Today's rigorous regulatory environment requires banks to move quickly with confidence. SAS Financial Crimes Suite uses a visual scenario designer to recommend optimal detection models. The designer instantly assesses the impact of potential scenarios and risk-rating changes. In-memory architecture speeds analysis of real-time testing environments, reducing guesswork through improved model efficiency.

SAS® can focus precious resources on the highest-risk relationships

To identify potential money launderers and people funneling money to terrorists, institutions must constantly assess customer activity. The new SAS Customer Due Diligence does this by weighing all customer data to set baseline expectations.
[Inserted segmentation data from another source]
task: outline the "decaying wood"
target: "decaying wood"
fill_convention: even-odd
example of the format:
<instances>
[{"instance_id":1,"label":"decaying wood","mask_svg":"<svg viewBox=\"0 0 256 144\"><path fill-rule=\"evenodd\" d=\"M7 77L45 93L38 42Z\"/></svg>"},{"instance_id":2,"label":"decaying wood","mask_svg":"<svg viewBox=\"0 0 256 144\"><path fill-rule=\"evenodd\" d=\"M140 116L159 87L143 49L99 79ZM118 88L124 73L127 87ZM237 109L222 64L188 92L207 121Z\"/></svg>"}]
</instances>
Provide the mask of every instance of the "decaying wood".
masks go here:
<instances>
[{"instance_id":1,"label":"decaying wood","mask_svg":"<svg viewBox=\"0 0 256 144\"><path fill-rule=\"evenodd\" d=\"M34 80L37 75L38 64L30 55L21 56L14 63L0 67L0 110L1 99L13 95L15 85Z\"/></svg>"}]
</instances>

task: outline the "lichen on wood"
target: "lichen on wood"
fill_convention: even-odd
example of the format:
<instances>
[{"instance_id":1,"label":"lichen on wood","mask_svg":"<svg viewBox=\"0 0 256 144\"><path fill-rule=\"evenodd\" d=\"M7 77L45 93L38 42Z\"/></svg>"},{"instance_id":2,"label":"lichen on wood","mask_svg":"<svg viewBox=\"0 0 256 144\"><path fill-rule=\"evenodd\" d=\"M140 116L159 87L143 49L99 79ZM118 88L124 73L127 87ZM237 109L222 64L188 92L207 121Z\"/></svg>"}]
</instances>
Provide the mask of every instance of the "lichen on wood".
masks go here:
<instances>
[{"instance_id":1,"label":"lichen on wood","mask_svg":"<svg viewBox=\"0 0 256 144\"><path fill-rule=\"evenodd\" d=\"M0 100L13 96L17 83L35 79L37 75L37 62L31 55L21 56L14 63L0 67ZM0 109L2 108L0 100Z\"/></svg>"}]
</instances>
Data management features easily integrate key customer attributes from external sources and detect incriminating relationships. The regulatory reporting interface controls both workflow and investigations. Context-aware analytics intercept and assess events for possible risk. The resulting baseline customer score can be automatically updated with a new risk rating based on behavior changes.

The solution streamlines the review process by:

  • Making financial institutions aware of changes in customer behavior faster than ever.
  • Providing a risk-rating feature to ensure adherence to standard policies, procedures and controls through flexible workflow.
  • Offering fully auditable case management that automatically tracks all aspects of investigations for consistent investigative and quality assurance processes.

SAS amps up detection for more effective investigations, case management

Time is critical in combating money laundering. SAS High-Performance Anti-Money Laundering speeds relevant information to investigators in minutes, rather than hours. By adding enhanced correspondent banking scenarios to the solution's data model, SAS further strengthened the detection layer to zero in on potential criminals. The new relationship grid helps investigators review subjects faster by quickly assessing party details associated with possible delinquent behavior.

To increase detection capabilities, a peer group anomaly component has also been added to SAS High-Performance Anti-Money Laundering, which compares an entity's behavior to its historical behavior and the behavior of its peer groups. Peer grouping has also been expanded, adding multiple peer groups and analytics to detect outliers on expected behavior.

SAS High-Performance Anti-Money Laundering increases monitoring effectiveness and efficiency through rapid information from new scenario tests via live production data.

SAS Enterprise Case Management has also been enhanced by replacing advanced querying with a single search field, encompassing all content included in the SAS solution. Information is captured and tracked through a central audit service, making investigations seamlessly auditable. More efficient investigations result from the new "to do" lists in the subject field of cases.